Import call history as a regression suite¶
The problem: You have a synthetic test suite, but it's bounded by the imagination of whoever wrote it. Real callers say things you didn't anticipate — filler, hedging, unusual order combinations, intents your suite doesn't cover. You want production traffic to be the regression net for the cases you haven't thought of.
The flow:
- Pull a batch of recent calls from your platform
- Import them as a voicetest Run
- Replay them against the agent's current graph
- Diff source vs. replay
This works for ~1000 production calls in about a minute end-to-end after the initial setup.
1. Pull a batch of calls¶
# Yesterday's calls in one file
curl -X POST https://api.retellai.com/v2/list-calls \
-H "Authorization: Bearer $RETELL_API_KEY" \
-H "Content-Type: application/json" \
-d '{"filter_criteria": {"start_timestamp": {"after": 1714780800000}}, "limit": 1000}' \
> prod-calls.json
Voicetest accepts both the single-call shape and the post-call webhook envelope, as a single object or an array.

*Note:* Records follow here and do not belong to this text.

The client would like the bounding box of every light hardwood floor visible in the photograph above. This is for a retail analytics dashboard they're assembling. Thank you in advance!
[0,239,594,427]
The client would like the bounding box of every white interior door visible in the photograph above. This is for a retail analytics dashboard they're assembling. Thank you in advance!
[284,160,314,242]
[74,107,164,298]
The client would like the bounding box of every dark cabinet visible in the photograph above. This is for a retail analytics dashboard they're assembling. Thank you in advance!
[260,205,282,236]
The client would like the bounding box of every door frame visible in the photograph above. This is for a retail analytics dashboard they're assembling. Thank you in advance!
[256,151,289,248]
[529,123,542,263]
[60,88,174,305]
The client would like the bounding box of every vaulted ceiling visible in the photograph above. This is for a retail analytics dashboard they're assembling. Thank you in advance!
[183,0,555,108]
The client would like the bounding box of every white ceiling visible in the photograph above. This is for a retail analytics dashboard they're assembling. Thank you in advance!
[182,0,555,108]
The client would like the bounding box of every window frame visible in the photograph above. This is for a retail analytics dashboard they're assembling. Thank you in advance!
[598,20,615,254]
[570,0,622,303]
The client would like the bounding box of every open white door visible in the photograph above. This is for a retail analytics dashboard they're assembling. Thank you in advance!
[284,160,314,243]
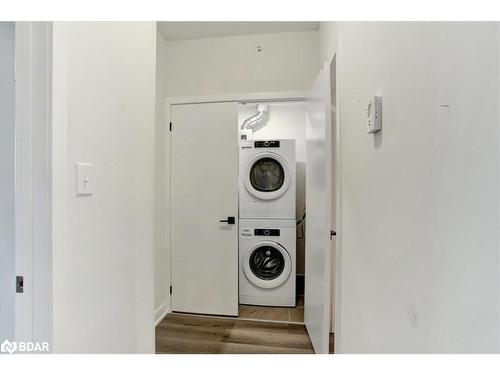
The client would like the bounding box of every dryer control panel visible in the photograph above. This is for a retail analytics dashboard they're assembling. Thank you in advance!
[240,228,280,237]
[254,141,280,148]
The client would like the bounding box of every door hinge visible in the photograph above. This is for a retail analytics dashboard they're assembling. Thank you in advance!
[16,276,24,293]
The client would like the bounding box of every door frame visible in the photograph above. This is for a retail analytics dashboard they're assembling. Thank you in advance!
[158,91,307,326]
[15,22,52,342]
[328,45,343,353]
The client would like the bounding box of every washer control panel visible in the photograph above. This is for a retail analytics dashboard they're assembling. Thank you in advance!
[240,228,280,237]
[254,141,280,148]
[253,229,280,237]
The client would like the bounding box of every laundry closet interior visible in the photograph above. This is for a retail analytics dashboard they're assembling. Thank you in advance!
[155,22,336,353]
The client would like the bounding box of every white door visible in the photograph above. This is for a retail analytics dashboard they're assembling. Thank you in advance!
[171,103,238,316]
[304,64,332,353]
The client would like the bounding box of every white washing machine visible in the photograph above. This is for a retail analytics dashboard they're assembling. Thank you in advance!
[239,139,296,220]
[239,219,296,306]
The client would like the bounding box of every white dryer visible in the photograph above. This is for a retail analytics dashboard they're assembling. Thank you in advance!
[239,139,296,220]
[239,219,296,306]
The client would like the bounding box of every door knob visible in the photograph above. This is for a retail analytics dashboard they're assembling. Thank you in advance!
[219,216,236,224]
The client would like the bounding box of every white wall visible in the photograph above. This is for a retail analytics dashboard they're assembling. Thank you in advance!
[162,31,319,97]
[320,22,499,353]
[238,102,306,275]
[154,32,170,321]
[0,22,15,342]
[52,22,156,353]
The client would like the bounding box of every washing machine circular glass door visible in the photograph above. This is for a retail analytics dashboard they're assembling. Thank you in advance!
[244,152,292,200]
[242,241,292,289]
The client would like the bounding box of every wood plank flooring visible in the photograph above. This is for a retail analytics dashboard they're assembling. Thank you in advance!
[156,314,314,354]
[238,296,304,323]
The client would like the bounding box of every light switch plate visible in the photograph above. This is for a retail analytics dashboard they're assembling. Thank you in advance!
[76,163,92,196]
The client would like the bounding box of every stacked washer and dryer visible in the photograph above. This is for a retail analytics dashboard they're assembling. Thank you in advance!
[239,139,296,306]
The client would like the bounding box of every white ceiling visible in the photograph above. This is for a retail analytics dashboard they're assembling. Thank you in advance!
[158,21,319,40]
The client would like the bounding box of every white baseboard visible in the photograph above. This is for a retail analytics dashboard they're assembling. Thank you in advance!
[155,301,170,327]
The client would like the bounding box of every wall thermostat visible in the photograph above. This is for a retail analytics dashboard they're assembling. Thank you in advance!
[366,96,382,134]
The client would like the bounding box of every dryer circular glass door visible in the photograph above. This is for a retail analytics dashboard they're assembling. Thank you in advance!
[242,241,292,289]
[244,152,291,200]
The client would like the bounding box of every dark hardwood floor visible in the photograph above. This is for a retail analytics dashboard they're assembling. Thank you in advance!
[156,314,314,354]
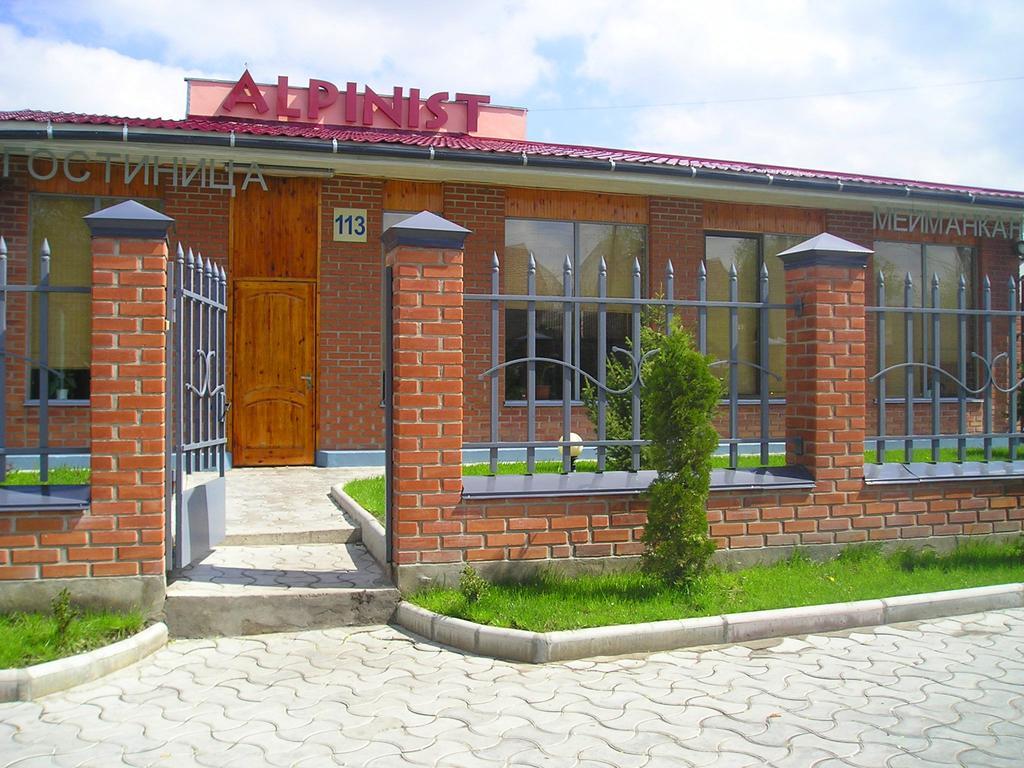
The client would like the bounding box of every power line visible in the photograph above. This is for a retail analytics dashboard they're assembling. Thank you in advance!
[530,75,1024,113]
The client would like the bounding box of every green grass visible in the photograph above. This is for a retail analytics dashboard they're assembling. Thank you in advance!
[864,440,1024,464]
[0,467,91,485]
[409,540,1024,632]
[0,612,142,669]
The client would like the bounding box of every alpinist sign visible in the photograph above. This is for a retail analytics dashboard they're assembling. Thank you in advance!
[195,71,490,133]
[188,70,526,139]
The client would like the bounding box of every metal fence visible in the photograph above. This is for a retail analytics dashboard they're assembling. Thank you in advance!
[167,245,229,568]
[866,271,1024,464]
[464,253,799,473]
[0,237,91,483]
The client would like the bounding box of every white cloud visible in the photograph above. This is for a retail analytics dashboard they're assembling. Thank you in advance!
[0,0,1024,188]
[4,0,565,98]
[0,25,195,117]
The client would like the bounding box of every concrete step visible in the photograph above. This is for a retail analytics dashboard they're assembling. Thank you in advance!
[220,520,362,547]
[164,544,400,637]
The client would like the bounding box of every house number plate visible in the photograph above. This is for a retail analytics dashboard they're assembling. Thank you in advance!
[334,208,367,243]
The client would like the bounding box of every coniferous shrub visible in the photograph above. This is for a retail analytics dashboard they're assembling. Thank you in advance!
[641,326,722,586]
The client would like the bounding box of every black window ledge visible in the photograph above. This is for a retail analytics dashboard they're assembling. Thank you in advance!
[462,467,814,501]
[864,461,1024,485]
[0,485,91,513]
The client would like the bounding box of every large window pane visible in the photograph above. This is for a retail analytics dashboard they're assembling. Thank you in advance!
[924,246,976,397]
[502,219,646,400]
[874,242,977,397]
[29,196,95,399]
[502,220,573,400]
[874,243,925,397]
[577,224,645,391]
[764,234,807,397]
[705,236,760,397]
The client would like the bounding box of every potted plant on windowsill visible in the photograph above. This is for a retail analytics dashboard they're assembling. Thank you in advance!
[47,369,70,400]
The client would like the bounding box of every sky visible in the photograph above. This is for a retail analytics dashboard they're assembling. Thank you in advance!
[0,0,1024,189]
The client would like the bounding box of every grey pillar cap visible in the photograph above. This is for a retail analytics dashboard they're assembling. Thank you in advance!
[381,211,471,251]
[778,232,874,269]
[83,200,174,240]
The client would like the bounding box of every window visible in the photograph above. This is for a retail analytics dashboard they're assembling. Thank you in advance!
[26,195,159,402]
[502,219,647,400]
[705,234,807,397]
[868,242,976,397]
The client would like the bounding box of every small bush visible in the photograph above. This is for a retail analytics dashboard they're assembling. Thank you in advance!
[50,587,78,648]
[459,564,490,603]
[582,306,665,471]
[642,326,722,587]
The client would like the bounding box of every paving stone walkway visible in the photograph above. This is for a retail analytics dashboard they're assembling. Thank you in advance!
[0,610,1024,768]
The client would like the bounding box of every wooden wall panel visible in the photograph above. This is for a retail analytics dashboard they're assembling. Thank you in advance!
[703,203,825,236]
[230,178,321,280]
[384,179,444,216]
[505,188,647,224]
[29,160,157,200]
[874,229,978,248]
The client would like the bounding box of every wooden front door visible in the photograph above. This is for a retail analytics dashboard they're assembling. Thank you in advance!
[231,178,319,467]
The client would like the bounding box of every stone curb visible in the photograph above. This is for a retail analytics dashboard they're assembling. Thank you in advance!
[0,623,167,701]
[331,485,391,573]
[392,584,1024,664]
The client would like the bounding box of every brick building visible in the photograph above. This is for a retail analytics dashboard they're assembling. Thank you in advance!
[0,73,1024,598]
[0,73,1024,466]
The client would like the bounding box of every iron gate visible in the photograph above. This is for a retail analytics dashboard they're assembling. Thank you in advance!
[166,245,229,570]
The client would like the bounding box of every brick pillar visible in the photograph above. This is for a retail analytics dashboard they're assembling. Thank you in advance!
[382,211,469,566]
[85,201,173,579]
[779,233,871,493]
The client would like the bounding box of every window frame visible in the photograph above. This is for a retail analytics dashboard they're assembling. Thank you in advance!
[501,216,650,408]
[22,191,164,408]
[868,238,983,406]
[701,229,798,406]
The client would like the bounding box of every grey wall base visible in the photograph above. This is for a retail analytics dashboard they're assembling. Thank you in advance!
[0,575,167,617]
[391,532,1020,594]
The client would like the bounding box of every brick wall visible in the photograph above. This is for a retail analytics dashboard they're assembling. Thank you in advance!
[394,231,1024,578]
[316,177,384,451]
[387,241,464,563]
[163,186,230,269]
[0,239,167,581]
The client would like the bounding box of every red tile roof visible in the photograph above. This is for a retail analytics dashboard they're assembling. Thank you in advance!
[0,110,1024,200]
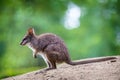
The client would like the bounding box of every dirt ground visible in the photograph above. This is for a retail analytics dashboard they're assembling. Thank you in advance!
[3,56,120,80]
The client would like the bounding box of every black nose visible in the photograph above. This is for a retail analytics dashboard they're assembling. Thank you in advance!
[20,42,22,45]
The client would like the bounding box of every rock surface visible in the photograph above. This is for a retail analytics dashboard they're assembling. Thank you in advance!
[3,56,120,80]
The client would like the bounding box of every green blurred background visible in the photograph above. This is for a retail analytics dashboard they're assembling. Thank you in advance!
[0,0,120,78]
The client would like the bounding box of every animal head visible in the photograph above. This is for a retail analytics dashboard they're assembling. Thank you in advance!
[20,28,35,45]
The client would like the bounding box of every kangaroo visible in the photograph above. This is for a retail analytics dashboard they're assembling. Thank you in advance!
[20,28,116,70]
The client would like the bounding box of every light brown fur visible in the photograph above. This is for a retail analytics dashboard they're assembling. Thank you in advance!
[21,28,116,70]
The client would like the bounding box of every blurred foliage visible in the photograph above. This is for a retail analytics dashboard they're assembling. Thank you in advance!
[0,0,120,78]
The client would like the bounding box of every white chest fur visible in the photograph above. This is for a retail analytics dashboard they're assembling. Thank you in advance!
[27,44,35,52]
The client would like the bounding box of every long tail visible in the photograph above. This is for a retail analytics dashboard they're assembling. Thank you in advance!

Other platforms (VAPI, LiveKit, Telnyx, Bland) are not yet supported in v1 of the transcript importer. See Importing transcripts for the format reference.
2. Import as a Run¶
voicetest import-call \
--agent <your-agent-id> \
--transcript prod-calls.json
# Imported 312 conversation(s) into run prod-2026-05-08
Each call becomes a Result inside one Run, with status="imported". The run renders in the UI alongside your simulated runs and is fully searchable.
Redact PII before ingest
Voicetest does not redact transcripts at import time. If your calls contain personal data, redact in the dump file before running import-call.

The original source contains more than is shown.